The evidence/argumentation ratio is askew. This tends to be a problem that I associate with early publications on a project (which can happen at any career phase). When an author is too close to the project and really swamped by the details, they tend to put too much evidence into a paper and don’t do enough work to motivate the evidence in relation to the argument; when people are on the other end of a project, they tend to put too little evidence in and too much argumentation. In the former case, it seems to be because the connections between the evidence and the argument are assumed by the author and they don’t take the time to clearly detail how the evidence and argument relate. They also tend to put in more evidence than an argument tends to need–in most articles the ratio is probably something like 1/3 argument, 2/3 evidence.
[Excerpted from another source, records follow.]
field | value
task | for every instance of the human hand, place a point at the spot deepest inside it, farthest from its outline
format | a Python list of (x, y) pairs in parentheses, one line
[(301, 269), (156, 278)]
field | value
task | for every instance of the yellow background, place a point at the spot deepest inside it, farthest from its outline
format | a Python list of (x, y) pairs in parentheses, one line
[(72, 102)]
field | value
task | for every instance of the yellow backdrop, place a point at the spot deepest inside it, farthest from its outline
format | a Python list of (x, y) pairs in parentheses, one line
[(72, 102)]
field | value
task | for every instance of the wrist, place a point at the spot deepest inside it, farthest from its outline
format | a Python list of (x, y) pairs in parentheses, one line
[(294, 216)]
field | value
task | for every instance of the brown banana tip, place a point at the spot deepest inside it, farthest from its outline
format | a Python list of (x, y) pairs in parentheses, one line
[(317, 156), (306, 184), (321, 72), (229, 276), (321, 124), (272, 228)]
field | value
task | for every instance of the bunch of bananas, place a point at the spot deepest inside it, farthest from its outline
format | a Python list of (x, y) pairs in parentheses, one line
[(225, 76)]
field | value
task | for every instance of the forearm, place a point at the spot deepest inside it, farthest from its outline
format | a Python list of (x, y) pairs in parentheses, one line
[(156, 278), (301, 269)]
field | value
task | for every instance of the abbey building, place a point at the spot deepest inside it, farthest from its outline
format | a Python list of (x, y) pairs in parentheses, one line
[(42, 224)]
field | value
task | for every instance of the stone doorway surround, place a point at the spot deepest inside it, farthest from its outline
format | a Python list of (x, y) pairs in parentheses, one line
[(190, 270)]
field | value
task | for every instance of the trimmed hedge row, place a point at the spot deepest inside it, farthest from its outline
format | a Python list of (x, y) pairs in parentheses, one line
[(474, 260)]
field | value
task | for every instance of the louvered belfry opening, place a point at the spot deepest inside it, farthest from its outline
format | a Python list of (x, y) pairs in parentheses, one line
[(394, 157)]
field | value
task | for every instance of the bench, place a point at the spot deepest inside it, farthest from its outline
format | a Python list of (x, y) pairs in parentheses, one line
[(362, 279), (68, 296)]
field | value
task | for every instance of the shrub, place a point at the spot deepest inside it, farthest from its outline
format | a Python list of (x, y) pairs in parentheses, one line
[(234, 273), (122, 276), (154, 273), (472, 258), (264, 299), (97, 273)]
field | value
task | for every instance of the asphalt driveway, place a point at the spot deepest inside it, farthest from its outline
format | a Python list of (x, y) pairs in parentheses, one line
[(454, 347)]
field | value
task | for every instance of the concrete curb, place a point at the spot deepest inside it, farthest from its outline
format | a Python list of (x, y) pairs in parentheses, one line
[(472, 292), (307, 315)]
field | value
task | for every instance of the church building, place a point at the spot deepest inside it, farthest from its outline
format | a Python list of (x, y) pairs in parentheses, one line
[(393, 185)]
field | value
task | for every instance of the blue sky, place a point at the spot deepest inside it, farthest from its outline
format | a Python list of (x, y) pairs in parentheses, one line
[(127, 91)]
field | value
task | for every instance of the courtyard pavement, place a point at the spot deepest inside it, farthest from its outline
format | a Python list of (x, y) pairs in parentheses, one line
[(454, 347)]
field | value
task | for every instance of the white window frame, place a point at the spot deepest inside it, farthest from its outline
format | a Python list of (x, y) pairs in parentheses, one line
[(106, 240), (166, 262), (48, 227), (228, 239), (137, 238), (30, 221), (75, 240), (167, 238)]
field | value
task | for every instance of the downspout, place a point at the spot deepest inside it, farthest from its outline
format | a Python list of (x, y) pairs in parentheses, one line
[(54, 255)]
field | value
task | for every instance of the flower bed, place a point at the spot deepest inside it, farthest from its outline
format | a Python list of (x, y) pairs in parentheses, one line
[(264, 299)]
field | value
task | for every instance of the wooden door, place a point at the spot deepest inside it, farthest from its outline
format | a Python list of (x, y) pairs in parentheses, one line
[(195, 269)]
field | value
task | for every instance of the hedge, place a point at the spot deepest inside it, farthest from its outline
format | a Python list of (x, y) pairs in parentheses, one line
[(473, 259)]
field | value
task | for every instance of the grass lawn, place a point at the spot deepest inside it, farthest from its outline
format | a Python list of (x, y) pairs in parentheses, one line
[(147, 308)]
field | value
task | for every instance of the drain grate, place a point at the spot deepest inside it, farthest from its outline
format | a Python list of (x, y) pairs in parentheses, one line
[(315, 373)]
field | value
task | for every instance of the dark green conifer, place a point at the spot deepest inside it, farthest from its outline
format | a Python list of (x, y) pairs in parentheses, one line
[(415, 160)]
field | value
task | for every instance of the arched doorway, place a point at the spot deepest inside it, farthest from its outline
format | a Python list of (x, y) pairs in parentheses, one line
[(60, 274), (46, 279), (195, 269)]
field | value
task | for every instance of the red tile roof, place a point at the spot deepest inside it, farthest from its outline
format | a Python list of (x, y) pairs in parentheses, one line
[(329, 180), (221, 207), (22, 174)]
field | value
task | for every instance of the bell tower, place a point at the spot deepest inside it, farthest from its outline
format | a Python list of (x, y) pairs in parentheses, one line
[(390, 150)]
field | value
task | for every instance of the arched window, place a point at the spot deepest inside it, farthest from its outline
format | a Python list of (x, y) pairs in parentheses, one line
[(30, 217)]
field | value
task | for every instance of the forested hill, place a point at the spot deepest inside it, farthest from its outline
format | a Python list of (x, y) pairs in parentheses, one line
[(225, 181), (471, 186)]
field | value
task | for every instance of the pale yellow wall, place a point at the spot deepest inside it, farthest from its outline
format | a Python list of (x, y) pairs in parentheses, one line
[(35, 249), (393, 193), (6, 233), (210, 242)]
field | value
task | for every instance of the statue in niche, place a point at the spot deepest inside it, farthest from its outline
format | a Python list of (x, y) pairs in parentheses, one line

This is something that people forget late in a project, when they’ve been writing about something for several years and have come to feel that a claim has become common sense–but still need to provide some evidence for a novice reader. This can all change based on the audience, but as a general rule of thumb, if the introduction is getting too long–or if it’s too short–something is out of whack.

Remember your audience. Do people need to know this? Asking that question about any evidentiary section or discussion of literature is always helpful in reducing the amount of extraneous and digressive stuff in a manuscript. Where you’re seeking to publish something will necessarily shape who your audience is; if it’s a subfield or niche journal or book list, you can make more assumptions about your audience than if you’re submitting something for a much more general audience. Niche audiences will also be more keen on the nitty-gritty of the evidentiary details of your research. You can’t know who you’re actual audience will be, but if you submit something to a general journal or book list, expect to be read by peer reviewers who have no intrinsic interest in the evidence itself, whereas niche reviewers will be more likely to care about the details. As a peer reviewer, I try and make sure I’m wearing the right hat for the peer review project and work to ensure that I’m playing specialist or generalist as needed to make the right kinds of recommendations for an author.

Hopefully these suggestions provide a quick reference for making sure that a piece of writing is ready for peer review. I don’t always follow my own suggestions, so this might also be a reminder to myself to pay more attention to these elements in my own writing… If you have common peer review suggestions you make, feel free to share them in the comments.